Passado esse tempo, ainda ficam mais semanas expostas ao sol, se aclimatando em um ambiente mais próximo ao encontrado nas fazendas.
Desde o primeiro dia até o carregamento do caminhão, o processo dura uma média de 90 dias, com no mínimo 60 para enviar o lote ao campo. A fábrica atende um raio máximo de 300 quilômetros, já que as mudas aguentam poucos dias nesse trajeto. A média de entregas é de 90 quilômetros.
Passados os seis anos, a companhia recebe as toras de eucalipto, que passam por todo o processo industrial até virar celulose. Por dia são 16 mil toneladas de madeira seca recebida.
Metade de todo o eucalipto que entra na fábrica de Lençóis Paulista é transformado em produtos. Os outros 50% tornam-se lignina, um polímero orgânico que une as fibras da celulose e que vira adubo (licor negro) e é reutilizado no próprio processo fabril.
Segundo a Bracell, a operação não utiliza nenhum combustível fóssil e os subprodutos da celulose são utilizados para manter a estrutura ligada, além de biogás nos fornos de cal.
A produção ainda gera 409 Megawatts/hora (MWh) de energia elétrica. A companhia utiliza grande parte e ainda vende 180 MWh (o suficiente para abastecer uma cidade de 3 milhões de habitantes, como Brasília) para o mercado.
A companhia estima que recupera 97% dos produtos químicos utilizados no processo produtivo e que parte do potássio do processo ainda é usado como fertilizante nas plantações de eucalipto.
Hoje, a celulose que sai da fábrica de Lençóis Paulista é, em parte, utilizada nas indústrias próprias de tissue ou de outros clientes, Outra parte é exportada.

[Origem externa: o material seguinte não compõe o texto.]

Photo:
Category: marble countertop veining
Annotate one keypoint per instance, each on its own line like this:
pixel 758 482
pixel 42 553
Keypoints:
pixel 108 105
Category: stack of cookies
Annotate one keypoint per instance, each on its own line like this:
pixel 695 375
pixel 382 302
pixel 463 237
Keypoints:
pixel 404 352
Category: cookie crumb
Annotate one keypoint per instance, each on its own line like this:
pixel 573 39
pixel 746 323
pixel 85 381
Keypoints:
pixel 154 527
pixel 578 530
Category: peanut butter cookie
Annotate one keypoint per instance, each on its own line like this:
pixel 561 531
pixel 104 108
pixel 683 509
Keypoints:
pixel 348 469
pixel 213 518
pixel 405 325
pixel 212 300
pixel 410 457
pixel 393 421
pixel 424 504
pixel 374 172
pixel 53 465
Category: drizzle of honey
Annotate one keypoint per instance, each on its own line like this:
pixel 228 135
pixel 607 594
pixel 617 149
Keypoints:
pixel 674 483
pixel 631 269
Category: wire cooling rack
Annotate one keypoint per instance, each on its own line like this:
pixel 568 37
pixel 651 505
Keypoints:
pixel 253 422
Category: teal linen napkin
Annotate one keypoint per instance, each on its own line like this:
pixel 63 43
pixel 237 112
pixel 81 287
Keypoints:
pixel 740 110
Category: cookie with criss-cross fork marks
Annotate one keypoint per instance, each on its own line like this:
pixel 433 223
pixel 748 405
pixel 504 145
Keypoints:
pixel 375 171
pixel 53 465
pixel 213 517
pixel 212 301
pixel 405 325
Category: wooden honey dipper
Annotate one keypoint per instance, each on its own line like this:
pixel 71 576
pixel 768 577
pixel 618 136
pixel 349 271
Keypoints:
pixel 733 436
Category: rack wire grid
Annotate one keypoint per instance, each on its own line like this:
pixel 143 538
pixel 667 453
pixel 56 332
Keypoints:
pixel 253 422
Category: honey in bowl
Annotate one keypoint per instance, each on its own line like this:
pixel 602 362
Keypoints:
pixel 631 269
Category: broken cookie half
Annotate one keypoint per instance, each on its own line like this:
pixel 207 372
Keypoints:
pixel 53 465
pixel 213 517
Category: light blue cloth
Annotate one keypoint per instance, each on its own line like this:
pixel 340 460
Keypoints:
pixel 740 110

Para tal, a companhia leva via caminhões até o terminal intermodal em Pederneiras, também no interior paulista. De lá, via ferrovia, segue até o Porto de Santos.
Nappo comentou que a empresa tem investido para adotar caminhões elétricos alimentados pela energia da própria fábrica para fazer esse trajeto. Ele estima uma redução de 132 mil quilos de CO2 emitidos por ano com essa troca.
Em Santos, a Bracell possui um terminal com capacidade para 126 mil toneladas de armazenagem. A empresa estima que já investiu R$ 400 milhões por lá e que já exportou mais de 8 milhões de toneladas de celulose desde 2020, numa média de 3 milhões de toneladas por ano.